Splicing of microRNA-encoding introns. (A) RT–PCR for the detection of nascent and partially spliced transcripts. The positions of primers (arrows), exons (filled boxes) and introns (solid lines) are indicated. PCR products are depicted as either red or blue solid lines. SiRNA duplexes targeting luciferase (siLuc) or Drosha (siDro) were transfected into HeLa cells and, after 48 h, total RNA was prepared and used for RT–PCR. (B) Real-time PCR of the nascent or partially spliced transcript of MCM7 gene. Different RT primers were used to distinguish these two transcripts, and the same PCR primer set was used for real-time PCR reaction (n=5).

Figure 3

The production of spliced mRNA is unaffected by miRNA cropping. (A) RT–PCR to detect spliced mRNA. SiRNA duplexes targeting luciferase (siLuc) or Drosha (siDro) were transfected into HeLa cells and, after 48 h, total RNA was prepared and used for RT–PCR. (B) Quantitative real-time PCR of MCM7 spliced mRNA. The arrows and the black bar with an asterisk indicate the position of PCR primers and Taqman probe, respectively.
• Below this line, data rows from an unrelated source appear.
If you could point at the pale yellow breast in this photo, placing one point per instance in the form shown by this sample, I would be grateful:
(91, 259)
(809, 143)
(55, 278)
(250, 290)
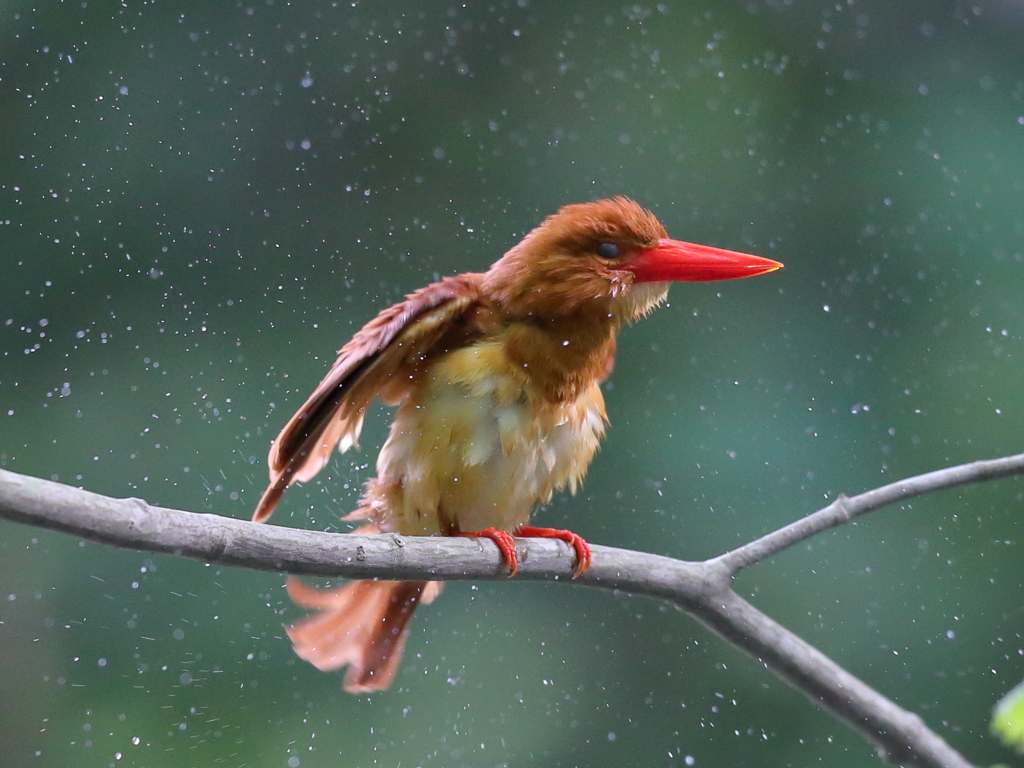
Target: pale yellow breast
(475, 448)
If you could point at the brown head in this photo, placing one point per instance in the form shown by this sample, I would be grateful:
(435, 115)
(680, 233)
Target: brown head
(611, 257)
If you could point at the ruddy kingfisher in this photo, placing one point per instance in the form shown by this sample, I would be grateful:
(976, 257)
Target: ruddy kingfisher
(496, 379)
Each C_t value of MCM7 was normalized to the C_t value of GAPDH (n=6). (C) Depletion of DGCR8 exerts the same effects as those of Drosha on the processing of miRNA-encoding introns. SiRNA was transfected into HeLa cells as in panel A and Figure 2A.

Figure 4

Processing of miRNA-harboring introns is unaffected by the length of the intron and the location of miRNA. The black triangle indicates the location of miRNA.

Figure 5

Pre-mRNA splicing is not required for cropping. (A) Reporter constructs. Upper row: wild-type BCL2L2 mRNA (exon: filled box; intron: solid line). The miRNA stem–loop was inserted into the EcoRI site in the intron. Middle row: miRNA-inserted construct. Lower row: splicing-deficient form of miRNA-inserted construct (red dots indicate the sites of mutation). The mutated sequences are indicated in red. (B, C) RT–PCR and Northern blotting. Reporter constructs were transfected into HEK293T cells and, 2 days later, total RNA was extracted for RT–PCR and Northern analysis. In panel C, the band indicated with an asterisk (^*) represents other members of the endogenous let-7a family. 18S rRNA stained with EtBr is shown as loading control.

Figure 6

Splicing and cropping of four exons–three introns reporters. (A) Schematic depiction of the constructs used in this experiment. The hairpin represents the miR-26b stem–loop and the arrows indicate the position of primers. The mature miRNA sequences are written in bold whereas the mutated sequences are shown in red. (B) Northern blot analysis of miR-26b reporter expression. Two days after transfection into HEK293T cells, total RNA was extracted and analyzed by Northern blotting. (C) Time-course experiment of the reporter constructs. After transfection of the reporter plasmid into HEK293T cells, total RNA was prepared at the indicated time. The neomycin resistance gene was used as transfection efficiency control. All experiments were performed at least three times and representative results are shown.

Figure 7

A model for the processing of intronic microRNA. The exons flanking miRNA are cotranscriptionally defined and physically bound to each other by a ‘splicing commitment complex' (CC). Downstream introns may be spliced out rapidly, whereas splicing of the miRNA-harboring intron is detained. The Microprocessor cleaves the intron to release pre-miRNA that is subsequently processed by Dicer. Because the exons had already been paired and tethered to each other, splicing catalysis would still occur efficiently regardless of the discontinuity of the intron. Details are described in the text.